The world's media giants have been banging on China's door for years, eager to get a foot in the door of the country's vast television market. With a massive 320 million TV households – more than three times as many as the US – China has long been a tantalizing but largely untouchable opportunity. The door now appears to be inching open.
Driving the changes in what is one of the most tightly regulated of China's state-run industries is an ambitious project to convert all of China to digital TV by 2015, bringing with it the prospect of hundreds of new channels and potentially lucrative pay TV services – for those with the ideas and the stamina.
To realize the digitization of its entire TV industry – broadcast and cable – China needs a huge increase in program content, and is responding by contemplating a cautious opening of the production side of the industry to foreign investors. February saw an announcement that foreign investors would be allowed to take a minority stake in local joint venture film and TV production companies.
In effect, regulators are loosening their grip on content to attract investment funds, whilst keeping in firm control of the broadcast networks that distribute it (ownership of broadcast channels remains non-negotiable). The result will be a speeded-up shift from government-approved but bland content into a commercially-driven industry with the potential to eventually export programming.
"What will drive pick-up for digital services in China is content," said Vivek Couto, an analyst at Media Partners Asia (MPA). "That's where the big investment needs to go."
Terence Graham, a media researcher at Hong Kong University (HKU), agreed. "The talent is there, the overheads are low and there is a pent-up demand for quality programming," he said. "Capital is needed to make it happen."
As laws are eased, one likely route for foreign producers looking to invest is with one of a growing number of Chinese independent production houses. "They understand the local market and can produce for the Asian and overseas Chinese market at low cost," HKU's Graham said, adding that what they lack is management, marketing know-how and, most importantly, funding.
Another possibility for larger players may be a tie-up with one of the growing Chinese media conglomerates such as Shanghai Media and Entertainment Group, which is emerging as a potential Time Warner of the Chinese media scene.
But the experience of such early entrants as News Corp's Star TV suggests investors shouldn't bank on making a fast buck. Star, one of the most aggressive players, has been pushing for access to China for over a decade and is only just beginning to make inroads.
Then there is the issue of tapping revenue. Pay TV in China is barely beyond the fetal stages, and there are questions about how willing China's television viewers will be to pay anything more than token amounts for value-added content, given that viewers on the urban cable TV networks are already getting 50-plus channels for around US$2 a month. The possible exceptions, same as anywhere, sports and first-run movies.
But for the foreseeable future, the only revenue base that can be counted upon is sale of advertising slots. In this, Chinese television faces the same problem as the industry elsewhere: the explosion in the number of channels and alternative entertainment choices has dispersed the audience, pulling down average advertising rates.

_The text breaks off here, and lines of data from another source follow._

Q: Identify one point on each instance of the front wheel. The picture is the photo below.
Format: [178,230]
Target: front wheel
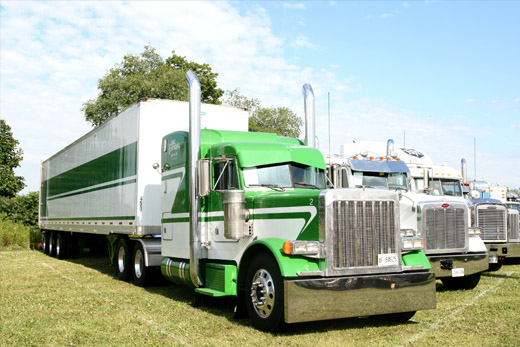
[264,300]
[457,283]
[496,266]
[46,240]
[140,271]
[123,264]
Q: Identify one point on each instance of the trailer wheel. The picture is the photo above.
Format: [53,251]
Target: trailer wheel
[457,283]
[140,271]
[46,239]
[265,298]
[496,266]
[123,260]
[61,246]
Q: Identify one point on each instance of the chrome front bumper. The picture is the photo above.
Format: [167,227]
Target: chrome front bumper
[472,263]
[498,249]
[357,296]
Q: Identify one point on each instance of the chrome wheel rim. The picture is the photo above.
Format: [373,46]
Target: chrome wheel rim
[138,263]
[262,293]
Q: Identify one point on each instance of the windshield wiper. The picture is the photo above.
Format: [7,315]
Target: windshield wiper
[272,186]
[305,184]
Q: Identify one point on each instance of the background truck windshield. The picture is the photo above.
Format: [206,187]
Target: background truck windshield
[285,176]
[383,180]
[441,187]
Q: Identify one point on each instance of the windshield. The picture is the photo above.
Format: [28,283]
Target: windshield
[383,180]
[284,176]
[445,187]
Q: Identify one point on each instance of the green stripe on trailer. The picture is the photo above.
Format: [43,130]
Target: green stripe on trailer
[118,184]
[89,218]
[118,164]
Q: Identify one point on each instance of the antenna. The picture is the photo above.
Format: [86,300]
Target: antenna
[328,106]
[475,157]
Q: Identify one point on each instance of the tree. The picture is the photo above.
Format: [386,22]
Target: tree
[279,120]
[10,158]
[147,76]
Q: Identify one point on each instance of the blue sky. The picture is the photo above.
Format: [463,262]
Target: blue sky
[444,72]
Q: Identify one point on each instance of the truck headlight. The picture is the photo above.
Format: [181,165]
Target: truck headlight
[296,247]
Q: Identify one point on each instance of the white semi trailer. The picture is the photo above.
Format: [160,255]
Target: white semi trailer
[432,210]
[233,213]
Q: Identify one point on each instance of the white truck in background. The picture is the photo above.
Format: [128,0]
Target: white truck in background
[431,210]
[498,223]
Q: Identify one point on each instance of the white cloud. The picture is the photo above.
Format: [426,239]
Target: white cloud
[294,6]
[301,42]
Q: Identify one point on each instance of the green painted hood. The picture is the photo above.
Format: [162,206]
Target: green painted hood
[255,149]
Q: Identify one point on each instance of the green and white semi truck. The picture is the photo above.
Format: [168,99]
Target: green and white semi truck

Another issue is intellectual property rights and piracy. Hong Kong broadcaster TVB has for years seen its Jade Channel programming intercepted and repackaged by Guangdong cable broadcasters, siphoning off what it estimates to be US$100 million worth of business annually. Ron Jones, business development manager with TVB, said it was "Industrial-strength theft of intellectual property," surely something to give any investor pause for thought.